Alors qu'il entamera cet après-midi (jeudi 17 septembre) à Edmonton en Alberta, le dernier événement du PGA Tour Americas avant le grand championnat le mois prochain, il est fort probable que le Québécois Étienne Papineau se retrouve en 2027 sur le Korn Ferry Tour.
En effet, grâce à sa victoire (sa deuxième cette année) en Colombie-Britannique, dimanche dernier, Papi occupe présentement le 2e rang du classement général du circuit, ce qui lui procure d'excellentes chances pour graduer du côté du Korn Ferry Tour, dernière étape avant le grand circuit, soit le PGA Tour.
Cette victoire, dimanche, où il a joué moins 9 pour conclure le tournoi à moins 25, fut pour lui un beau cadeau pour ses 30 ans qu'il fêtait justement ce jour-là.
En dernière ronde, dimanche, Étienne Papineau a été dominant, inscrivant pas moins de 10 oiselets avec un seul boguey.
Dans un échange de textos, Étienne précise qu'il n'est toujours pas assuré à 100% de joindre les rangs du Korn Ferry mais convient néanmoins que ses chances sont excellentes. Après le tournoi à Edmonton, il y aura le grand championnat dans 4 semaines en République Domicaine et tout devrait se jouer là. Et comme il est actuellement deuxième, disons que ça sent le Korn Ferry à plein nez, ces temps-ci, pour lui.
Étienne Papineau, pour ceux qui ont l'opportunité de le côtoyer, c'est un gars d'une grande gentillesse, un gars appliqué et bien sûr plein de talent. Même dans un échange de textos on perçoit ces qualités chez lui quand on lui demande de commenter ses succès actuels.
«Je suis très content de ma saison et de ma résilience après mon mauvais début de saison. Quand tu as une bonne équipe de coachs, de commanditaires et, surtout, une bonne famille derrière toi qui te supportent, ça facilite les choses. J'ai eu la chance de vivre mes deux victoires aux côtés de mes parents, ma blonde, une de mes sœurs et des amis, alors c'étaient des moments très spéciaux.»
Rappelons qu'effectivement, en début d'année, ce ne fut pas facile pour lui, ratant souvent la coupure. Mais il n'a jamais abandonné, faisant les démarches nécessaires (comme un détour à Québec pour consulter son coach Fred Colgan) afin de retrouver sa confiance.
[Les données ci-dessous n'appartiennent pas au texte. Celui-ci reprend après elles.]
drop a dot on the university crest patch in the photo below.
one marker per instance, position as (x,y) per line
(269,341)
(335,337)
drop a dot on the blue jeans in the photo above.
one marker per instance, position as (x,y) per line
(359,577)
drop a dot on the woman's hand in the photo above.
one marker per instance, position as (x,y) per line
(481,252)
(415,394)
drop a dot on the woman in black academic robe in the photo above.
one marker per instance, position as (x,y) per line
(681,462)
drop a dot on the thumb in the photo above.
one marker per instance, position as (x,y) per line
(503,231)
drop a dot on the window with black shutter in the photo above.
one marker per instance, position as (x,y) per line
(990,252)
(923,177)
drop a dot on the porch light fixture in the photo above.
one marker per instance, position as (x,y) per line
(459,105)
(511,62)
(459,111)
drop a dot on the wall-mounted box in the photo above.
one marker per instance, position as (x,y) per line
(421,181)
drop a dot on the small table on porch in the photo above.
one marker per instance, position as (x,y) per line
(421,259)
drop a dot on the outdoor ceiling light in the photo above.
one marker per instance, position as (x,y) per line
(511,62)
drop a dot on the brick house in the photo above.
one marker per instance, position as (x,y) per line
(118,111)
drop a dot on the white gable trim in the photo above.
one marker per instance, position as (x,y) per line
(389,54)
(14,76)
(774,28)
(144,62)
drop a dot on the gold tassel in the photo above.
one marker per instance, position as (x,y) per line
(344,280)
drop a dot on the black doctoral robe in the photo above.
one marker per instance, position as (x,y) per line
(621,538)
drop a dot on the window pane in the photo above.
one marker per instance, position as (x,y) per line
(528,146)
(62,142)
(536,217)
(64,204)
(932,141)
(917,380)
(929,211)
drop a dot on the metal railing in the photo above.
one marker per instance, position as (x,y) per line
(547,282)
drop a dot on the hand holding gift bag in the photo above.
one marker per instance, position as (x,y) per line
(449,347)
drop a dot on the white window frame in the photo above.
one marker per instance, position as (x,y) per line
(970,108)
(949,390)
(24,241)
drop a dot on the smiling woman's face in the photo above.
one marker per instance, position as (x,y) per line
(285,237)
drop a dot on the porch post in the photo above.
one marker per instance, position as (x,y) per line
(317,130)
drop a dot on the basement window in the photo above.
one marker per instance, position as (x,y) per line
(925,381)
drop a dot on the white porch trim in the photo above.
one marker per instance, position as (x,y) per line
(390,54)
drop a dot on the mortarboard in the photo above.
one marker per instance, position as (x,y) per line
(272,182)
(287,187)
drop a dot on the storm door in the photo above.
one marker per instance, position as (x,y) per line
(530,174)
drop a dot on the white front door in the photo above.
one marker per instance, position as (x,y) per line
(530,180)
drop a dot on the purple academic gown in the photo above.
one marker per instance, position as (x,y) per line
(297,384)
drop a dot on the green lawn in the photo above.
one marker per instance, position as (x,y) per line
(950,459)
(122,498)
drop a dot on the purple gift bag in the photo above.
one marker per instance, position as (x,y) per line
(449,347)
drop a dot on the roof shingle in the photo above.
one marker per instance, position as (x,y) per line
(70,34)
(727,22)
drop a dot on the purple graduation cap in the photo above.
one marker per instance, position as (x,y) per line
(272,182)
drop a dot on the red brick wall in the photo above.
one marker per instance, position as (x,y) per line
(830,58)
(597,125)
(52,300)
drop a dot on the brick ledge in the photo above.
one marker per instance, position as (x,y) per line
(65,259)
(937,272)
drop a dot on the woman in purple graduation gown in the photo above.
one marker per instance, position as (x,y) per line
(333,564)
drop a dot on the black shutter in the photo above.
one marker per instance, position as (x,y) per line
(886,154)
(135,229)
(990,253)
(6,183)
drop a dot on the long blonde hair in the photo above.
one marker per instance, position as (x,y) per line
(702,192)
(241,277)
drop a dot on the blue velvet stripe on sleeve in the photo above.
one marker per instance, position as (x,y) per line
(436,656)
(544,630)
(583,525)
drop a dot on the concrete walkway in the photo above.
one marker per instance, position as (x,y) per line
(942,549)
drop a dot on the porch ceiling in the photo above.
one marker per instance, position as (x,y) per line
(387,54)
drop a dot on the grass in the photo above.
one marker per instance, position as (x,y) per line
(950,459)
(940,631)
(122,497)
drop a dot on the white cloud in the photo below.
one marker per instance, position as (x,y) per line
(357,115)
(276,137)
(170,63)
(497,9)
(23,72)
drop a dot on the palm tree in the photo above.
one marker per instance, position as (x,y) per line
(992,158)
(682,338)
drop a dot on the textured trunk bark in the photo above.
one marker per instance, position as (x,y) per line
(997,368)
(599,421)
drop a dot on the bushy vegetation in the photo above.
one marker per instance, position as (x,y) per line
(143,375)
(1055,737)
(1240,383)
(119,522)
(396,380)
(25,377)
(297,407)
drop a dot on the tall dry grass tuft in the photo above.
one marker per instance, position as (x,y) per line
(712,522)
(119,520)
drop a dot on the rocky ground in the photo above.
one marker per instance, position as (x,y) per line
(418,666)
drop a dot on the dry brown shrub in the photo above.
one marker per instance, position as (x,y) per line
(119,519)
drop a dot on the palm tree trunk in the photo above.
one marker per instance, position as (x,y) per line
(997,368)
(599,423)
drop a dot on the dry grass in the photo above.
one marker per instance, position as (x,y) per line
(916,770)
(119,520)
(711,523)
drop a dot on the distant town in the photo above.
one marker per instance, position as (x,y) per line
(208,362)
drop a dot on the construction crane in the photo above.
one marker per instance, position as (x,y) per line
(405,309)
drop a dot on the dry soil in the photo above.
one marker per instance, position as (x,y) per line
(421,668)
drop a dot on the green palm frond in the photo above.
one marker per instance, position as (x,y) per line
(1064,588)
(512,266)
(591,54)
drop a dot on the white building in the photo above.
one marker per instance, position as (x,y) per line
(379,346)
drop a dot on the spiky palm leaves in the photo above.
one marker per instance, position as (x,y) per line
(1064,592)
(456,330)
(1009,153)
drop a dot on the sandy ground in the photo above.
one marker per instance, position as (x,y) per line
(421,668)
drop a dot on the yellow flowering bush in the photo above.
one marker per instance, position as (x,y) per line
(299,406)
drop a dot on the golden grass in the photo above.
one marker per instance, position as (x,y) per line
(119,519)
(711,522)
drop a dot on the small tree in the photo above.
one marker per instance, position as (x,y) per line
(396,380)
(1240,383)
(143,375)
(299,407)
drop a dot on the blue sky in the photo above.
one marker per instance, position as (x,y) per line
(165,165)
C'est alors qu'il a commencé à flirter avec les sommets jusqu'à ce qu'il signe enfin une victoire en juillet, à Toronto. Une victoire durement remportée en prolongation. Un soulagement! Une étincelle pour poursuivre ce chemin vers les sommets de classement. Et voilà qu'il a dominé à Victoria…
L'autre Québécois évoluant sur le PGA Tour Americas, Joey Savoie, est bien sûr aussi de la partie cette fin de semaine à Edmonton. Il occupe actuellement le 10e rang au classement général.
À l'issue de la saison, les 10 meilleurs feront le saut sur le Korn ferry Tour.